Award-winning artist Kelvin Okafor, 33, graduated from Middlesex in 2009 with a BA (Hons) in Fine Art. He’s since become known for his incredibly life-like pencil portraits of public figures including Nelson Mandela, Amy Winehouse and Daniel Craig, as well as his own friends and family.
“To me, my greatest success is simply being able to spend my time drawing. I draw for 12 hours a day, for two or three weeks at a time. Each portrait takes up to 200 hours. I have amazing experiences during that time, particularly meeting new people and getting to know them. To complete a piece always feels like a huge success.
"In another sense, my biggest career success is being commissioned by Parliament to draw the late MP Bernie Grant. The portrait hangs in the Portcullis House and I’m the first black artist to have their work permanently exhibited as part of the Parliamentary Art Collection.
Hopefully it will give other young artists confidence to know their work could also make it into establishments like that."
"Drawing has always been my passion. I knew I loved pencil, it was the colour of my heart, but I had no idea the direction I was going to take it. When I left university, I didn’t know how I was going to make a living from my art, but I knew the feeling I was getting from what I was doing was priceless.
"By 2012, I’d built up a portfolio of portraits of celebrities as well as friends and family. The stepping stone for me was winning the Visitors’ Choice Award at the National Open Art Competition out of 350 artists. I was blown away that the public chose me, as the works on display were incredible.

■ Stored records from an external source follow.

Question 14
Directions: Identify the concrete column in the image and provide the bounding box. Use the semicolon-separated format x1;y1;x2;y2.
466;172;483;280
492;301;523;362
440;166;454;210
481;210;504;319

"After that I won a runner-up prize in the 2013 Best of Show at Cork Street Open Exhibition. That award opened me up to a new clientele in Mayfair galleries in London and I started selling more of my work. The press officer at Middlesex, Shazia, created a publicity campaign about my work and worked with the BBC on it. It gained global media coverage and everything took off from there, so I’m extremely grateful to Shazia.

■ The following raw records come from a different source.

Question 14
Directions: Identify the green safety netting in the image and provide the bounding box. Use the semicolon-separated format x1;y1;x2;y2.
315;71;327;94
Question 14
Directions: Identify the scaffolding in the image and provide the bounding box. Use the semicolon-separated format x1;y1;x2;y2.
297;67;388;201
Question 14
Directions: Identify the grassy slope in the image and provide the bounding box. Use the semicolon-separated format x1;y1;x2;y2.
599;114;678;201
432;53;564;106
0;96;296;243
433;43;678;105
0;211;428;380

"One night my sisters called me to tell me that my drawing of the American rapper Nas, a phenomenal musician I admire greatly, had shared my portrait on Instagram. I am truly honoured to have him share my drawing. That kind act opened up even more doors for me."

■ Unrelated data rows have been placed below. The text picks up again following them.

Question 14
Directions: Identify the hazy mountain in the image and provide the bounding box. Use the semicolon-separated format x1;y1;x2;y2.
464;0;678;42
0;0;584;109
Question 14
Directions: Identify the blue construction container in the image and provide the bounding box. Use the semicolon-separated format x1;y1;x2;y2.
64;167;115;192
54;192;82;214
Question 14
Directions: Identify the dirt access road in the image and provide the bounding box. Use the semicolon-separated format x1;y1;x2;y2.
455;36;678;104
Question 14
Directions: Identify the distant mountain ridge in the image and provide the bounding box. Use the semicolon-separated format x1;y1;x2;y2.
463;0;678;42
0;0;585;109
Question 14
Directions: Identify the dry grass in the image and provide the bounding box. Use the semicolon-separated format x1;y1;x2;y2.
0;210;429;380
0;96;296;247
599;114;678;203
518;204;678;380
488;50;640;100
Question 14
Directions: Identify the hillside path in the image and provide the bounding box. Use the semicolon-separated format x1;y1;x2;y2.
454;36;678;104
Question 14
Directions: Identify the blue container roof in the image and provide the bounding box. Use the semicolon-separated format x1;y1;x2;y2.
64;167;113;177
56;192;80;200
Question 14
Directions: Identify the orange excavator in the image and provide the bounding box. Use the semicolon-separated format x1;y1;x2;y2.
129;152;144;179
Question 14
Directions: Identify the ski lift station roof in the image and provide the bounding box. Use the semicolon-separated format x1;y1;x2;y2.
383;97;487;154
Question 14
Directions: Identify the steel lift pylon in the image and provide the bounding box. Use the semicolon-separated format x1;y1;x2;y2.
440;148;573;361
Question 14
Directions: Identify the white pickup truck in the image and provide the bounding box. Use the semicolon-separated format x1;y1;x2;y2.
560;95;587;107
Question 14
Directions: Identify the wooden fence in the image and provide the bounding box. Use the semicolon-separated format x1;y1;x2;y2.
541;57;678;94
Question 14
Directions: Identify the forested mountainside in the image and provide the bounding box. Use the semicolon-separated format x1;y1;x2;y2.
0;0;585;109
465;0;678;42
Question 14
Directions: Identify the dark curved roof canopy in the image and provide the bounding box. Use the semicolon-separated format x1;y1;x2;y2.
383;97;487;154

"I chose to study at Middlesex after a visit to the old campus at Cathill. It was a beautiful creative place, with fashion, fine art and sculpture, a real hub for art. When I went there I just felt at home.
"University was a whole new world for me. All the people I met, and their influence and inspiration, really humbled me.
"I felt blessed and honoured to be invited back to Middlesex to donate a portrait and take part in a photoshoot. The current students are very fortunate – the facilities they have at the Hendon campus are amazing. They should use them as much as possible.
"As an artist in this day and age you have to have a business hat on as well. But the thing that’s been key for me is honesty. Always be honest in your work. I believe in the saying ‘the truth will set you free’, especially when you’re trying to establish yourself as an artist. If you’re truthful in what you’re doing, you’ll eventually receive what you deserve.”